TKG Cluster Components
The components that run in a TKG cluster span four areas: Authentication and authorization, storage integration, pod networking, and load balancing.
- Authentication webhook: A webhook running as a pod inside the cluster to validate user authentication tokens.
- Container Storage Interface Plugin: A Paravirtual CSI plug-in that integrates with CNS through the Supervisor.
- Container Network Interface Plug-in: A CNI plugin that provides pod networking.
- Cloud Provider Implementation: Supports creating Kubernetes load balancer services.
TKG API
You use the TKG API to provision and manage TKG clusters. It is a declarative API that you invoke using kubectl and YAML. You can download the VMware expanded kubectl executable from theSupervisor API endpoint IP.

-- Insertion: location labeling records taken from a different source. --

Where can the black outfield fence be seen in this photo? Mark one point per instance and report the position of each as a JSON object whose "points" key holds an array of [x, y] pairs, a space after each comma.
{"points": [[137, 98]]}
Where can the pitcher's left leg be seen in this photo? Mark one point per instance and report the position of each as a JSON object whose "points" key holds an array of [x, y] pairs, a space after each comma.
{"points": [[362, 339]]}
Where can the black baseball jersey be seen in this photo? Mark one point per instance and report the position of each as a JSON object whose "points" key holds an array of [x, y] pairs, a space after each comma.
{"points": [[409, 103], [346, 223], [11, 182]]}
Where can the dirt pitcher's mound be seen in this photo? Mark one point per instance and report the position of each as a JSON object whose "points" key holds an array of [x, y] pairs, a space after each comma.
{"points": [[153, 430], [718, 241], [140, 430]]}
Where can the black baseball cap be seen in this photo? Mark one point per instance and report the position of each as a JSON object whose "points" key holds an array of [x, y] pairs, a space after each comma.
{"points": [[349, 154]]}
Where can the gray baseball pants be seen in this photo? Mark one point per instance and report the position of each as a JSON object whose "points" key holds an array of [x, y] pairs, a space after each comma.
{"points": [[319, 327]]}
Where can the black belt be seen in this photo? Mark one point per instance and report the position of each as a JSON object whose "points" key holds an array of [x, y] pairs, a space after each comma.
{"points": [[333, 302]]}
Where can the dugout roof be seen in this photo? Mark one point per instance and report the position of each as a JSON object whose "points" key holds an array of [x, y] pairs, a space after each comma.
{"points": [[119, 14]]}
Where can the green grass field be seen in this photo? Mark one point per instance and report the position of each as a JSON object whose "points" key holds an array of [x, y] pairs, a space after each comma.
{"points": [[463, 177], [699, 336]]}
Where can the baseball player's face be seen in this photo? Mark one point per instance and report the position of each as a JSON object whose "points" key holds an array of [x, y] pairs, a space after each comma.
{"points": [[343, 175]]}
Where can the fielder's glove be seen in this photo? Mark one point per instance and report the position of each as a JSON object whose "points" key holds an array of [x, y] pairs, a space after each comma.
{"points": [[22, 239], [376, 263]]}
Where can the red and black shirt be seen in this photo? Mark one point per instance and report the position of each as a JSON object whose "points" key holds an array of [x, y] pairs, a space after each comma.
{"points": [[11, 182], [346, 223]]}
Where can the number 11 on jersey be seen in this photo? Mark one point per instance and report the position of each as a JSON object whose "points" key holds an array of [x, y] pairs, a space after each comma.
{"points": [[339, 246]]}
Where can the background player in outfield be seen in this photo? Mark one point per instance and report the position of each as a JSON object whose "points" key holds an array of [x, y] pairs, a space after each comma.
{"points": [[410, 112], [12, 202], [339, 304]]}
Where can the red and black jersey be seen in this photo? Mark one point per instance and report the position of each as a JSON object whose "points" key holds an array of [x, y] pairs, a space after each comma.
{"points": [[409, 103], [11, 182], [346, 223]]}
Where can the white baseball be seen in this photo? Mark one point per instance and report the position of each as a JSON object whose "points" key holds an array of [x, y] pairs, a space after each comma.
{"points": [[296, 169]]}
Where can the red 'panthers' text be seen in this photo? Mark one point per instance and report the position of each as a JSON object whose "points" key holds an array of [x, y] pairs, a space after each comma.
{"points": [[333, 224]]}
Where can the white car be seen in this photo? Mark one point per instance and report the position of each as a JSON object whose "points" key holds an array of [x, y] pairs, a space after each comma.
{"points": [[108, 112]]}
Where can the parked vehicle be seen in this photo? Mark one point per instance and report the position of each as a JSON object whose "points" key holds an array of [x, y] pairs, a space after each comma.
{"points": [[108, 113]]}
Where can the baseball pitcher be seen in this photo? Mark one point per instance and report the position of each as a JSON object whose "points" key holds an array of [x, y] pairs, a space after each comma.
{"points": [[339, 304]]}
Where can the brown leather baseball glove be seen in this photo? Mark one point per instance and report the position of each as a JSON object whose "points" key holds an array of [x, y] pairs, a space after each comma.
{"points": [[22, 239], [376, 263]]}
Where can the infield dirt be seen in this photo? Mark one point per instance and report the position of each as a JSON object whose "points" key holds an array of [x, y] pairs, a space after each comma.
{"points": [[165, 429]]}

With a declarative API, instead of making imperative commands to the system, you specify the desired state of the TKG cluster: how many nodes, available storage, VM sizes, Kubernetes software version. The TKG does the work to provision a cluster that matches the desired state.
To call the TKG API, you invoke kubectl using a YAML file, which in turn invokes the API. After the cluster is created, you update the YAML to update the cluster.